Cells seeded at low density (100 cells/0.33cm²) were treated with media containing VEGF-A, rVEGF164b, a combination of the two or control media. Cell number was counted at low power (4×). rVEGF164b significantly inhibited VEGF-A induced proliferation. Bars are means ± SEM of three independent measurements. Results were analyzed by one-way ANOVA with Dunnett's post-hoc test. *p < 0.05.

Figure 5

(A) Trans-Endothelial Electrical Resistance (TEER) of MVECs testing for inhibition of VEGF-A mediated decrease in barrier function. Resistance was significantly decreased by VEGF-A for 60 min post treatment and did not return to normal for at least 120 min. Resistance returned to normal in rVEGF164b and VEGF-A + rVEGF164b treated monolayers at 60 min post-treatment. Bars are means ± SEM of three independent measurements. Results were analyzed by repeated measures ANOVA with Dunnett's post-hoc test for deviation from resistance at time = 0. *p < 0.05, n = 3. (B) TEER readings of MVECs cultured above YAMCs infected with 100:1 titer of Ad5-CMV-rVEGF164b following a 50 ng/mL spike of VEGF-A at 48 h. Bars are means ± SEM of three independent measurements. Protection was determined by repeated measures ANOVA with Dunnett's post-hoc test. *p < 0.05, **p < 0.01, n = 6.

Figure 6

(A) Rhodamine phalloidin staining of confluent MVECs after 45 min. treatment with (a) vehicle, (b) VEGF-A, (c) rVEGF164b, or (d) co-treatment with rVEGF164b and VEGF-A. Apparent gaps are marked by arrows (white).

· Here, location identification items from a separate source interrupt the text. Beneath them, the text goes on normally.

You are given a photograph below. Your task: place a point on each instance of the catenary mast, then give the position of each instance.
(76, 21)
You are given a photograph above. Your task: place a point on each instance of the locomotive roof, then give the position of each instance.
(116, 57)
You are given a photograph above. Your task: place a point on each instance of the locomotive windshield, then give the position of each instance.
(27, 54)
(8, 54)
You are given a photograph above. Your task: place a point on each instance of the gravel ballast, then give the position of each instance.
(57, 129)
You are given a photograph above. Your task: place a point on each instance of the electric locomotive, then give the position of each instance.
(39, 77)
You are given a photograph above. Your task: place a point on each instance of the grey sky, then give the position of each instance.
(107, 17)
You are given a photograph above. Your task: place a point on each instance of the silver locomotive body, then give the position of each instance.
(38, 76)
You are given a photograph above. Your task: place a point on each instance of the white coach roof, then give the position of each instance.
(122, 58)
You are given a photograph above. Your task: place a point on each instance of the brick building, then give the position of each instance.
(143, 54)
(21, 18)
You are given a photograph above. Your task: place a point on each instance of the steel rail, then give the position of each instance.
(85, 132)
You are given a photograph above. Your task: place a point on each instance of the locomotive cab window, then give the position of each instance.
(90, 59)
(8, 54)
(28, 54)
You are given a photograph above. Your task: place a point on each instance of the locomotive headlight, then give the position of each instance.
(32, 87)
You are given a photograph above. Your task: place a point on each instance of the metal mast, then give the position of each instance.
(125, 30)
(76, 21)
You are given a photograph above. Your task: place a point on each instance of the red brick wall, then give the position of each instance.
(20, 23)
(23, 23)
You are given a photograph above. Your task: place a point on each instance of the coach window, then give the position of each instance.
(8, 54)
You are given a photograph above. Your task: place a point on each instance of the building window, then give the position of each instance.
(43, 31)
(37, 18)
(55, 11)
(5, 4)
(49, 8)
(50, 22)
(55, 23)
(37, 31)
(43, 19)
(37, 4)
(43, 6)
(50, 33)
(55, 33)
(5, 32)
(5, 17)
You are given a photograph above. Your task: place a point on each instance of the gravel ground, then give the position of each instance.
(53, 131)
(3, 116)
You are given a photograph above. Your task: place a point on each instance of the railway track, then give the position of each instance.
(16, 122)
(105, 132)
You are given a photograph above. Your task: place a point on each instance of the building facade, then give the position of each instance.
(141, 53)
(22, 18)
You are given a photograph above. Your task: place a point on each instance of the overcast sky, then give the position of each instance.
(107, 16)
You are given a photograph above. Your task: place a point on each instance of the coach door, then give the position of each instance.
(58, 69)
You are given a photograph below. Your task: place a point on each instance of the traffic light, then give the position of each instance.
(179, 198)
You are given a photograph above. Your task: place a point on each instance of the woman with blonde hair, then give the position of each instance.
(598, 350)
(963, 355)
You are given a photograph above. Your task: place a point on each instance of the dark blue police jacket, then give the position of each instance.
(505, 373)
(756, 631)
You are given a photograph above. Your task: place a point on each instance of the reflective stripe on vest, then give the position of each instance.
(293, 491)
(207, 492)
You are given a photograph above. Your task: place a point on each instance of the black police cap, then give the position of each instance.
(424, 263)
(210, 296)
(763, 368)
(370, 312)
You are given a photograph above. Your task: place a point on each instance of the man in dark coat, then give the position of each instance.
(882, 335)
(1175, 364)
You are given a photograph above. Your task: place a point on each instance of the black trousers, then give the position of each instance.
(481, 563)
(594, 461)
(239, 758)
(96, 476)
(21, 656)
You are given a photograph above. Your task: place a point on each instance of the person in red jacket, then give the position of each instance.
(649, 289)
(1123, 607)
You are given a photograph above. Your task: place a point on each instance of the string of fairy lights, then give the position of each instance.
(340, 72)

Each image is representative of three separate experiments. (B) ZO-1 immunofluorescence staining of confluent MVECs after 2 h treatment with (a) vehicle, (b) VEGF-A, (c) rVEGF164b, or (d) co-treatment with rVEGF164b and VEGF-A. Each image is representative of four separate experiments. (C) Transwell migration assay of MVECs in which VEGF-A induced significant migration across insert membranes and rVEGF164b inhibited this chemotactic effect while no protective effect was seen in GFP contols n=3. Bars are means ± SEM of three independent measurements. Significance was determined by ANOVA with Dunnett's post-hoc test. *p < 0.05. (D) MVECs were allowed to grow to confluence in 96 well dishes at which time growth medium was switched to starvation medium for 48 hours. Cell monolayers were wounded with the point of a 1000μL pipette tip and the starvation medium was removed and replaced with experimental media and allowed to migrate for 18 h. Percent wound closure was calculated and statistical significance was determined by ANOVA with Dunnett's post test. Bars are ± SEM, n=4. *p<0.01.